JöH: Kritik an möglichem Missbrauch des Strafrechts
Alon Ishay, Präsident der Jüdischen österreichischen HochschülerInnen, zeigte sich fassungslos: Er erklärte, jüdische Studierende würden polizeilich verfolgt, weil sie den Ball jener Burschenschaften kritisierten, die sich besonders durch ihren Antisemitismus hervorgetan hätten – offenbar mit Unterstützung des Ball-Organisators.

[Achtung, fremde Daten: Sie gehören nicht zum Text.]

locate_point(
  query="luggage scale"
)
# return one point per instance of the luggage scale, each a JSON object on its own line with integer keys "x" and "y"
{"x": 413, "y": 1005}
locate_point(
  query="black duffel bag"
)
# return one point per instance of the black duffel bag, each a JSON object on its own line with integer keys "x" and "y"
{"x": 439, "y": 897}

Um diesen skandalösen Polizeieinsatz zu rechtfertigen, sei ein Gesetz missbraucht worden, das eigentlich dem Schutz von Minderheiten diene.

Im Zuge des „Shutdowns“ sollen Poster beschlagnahmt worden sein, die zu der am Freitag stattfindenden Demo am Michaelerplatz aufriefen. Zudem seien Identitätsfeststellungen bei den Teilnehmern durchgeführt worden sein, da sie der „Verhetzung“ verdächtigt wurden. Einzelne Polizisten hätten zudem zeitweise versucht, die Ersatz-Projektion physisch zu verhindern, wären jedoch von ihrem Einsatzleiter zurechtgewiesen worden.

Die JöH reagierte am Freitag empört: Die Versammlungsfreiheit wurde offenbar „zugunsten rechtsextremer Burschenschafter eingeschränkt“, was aus ihrer Sicht „kritische Stimmen zum Schweigen“ bringen sollte.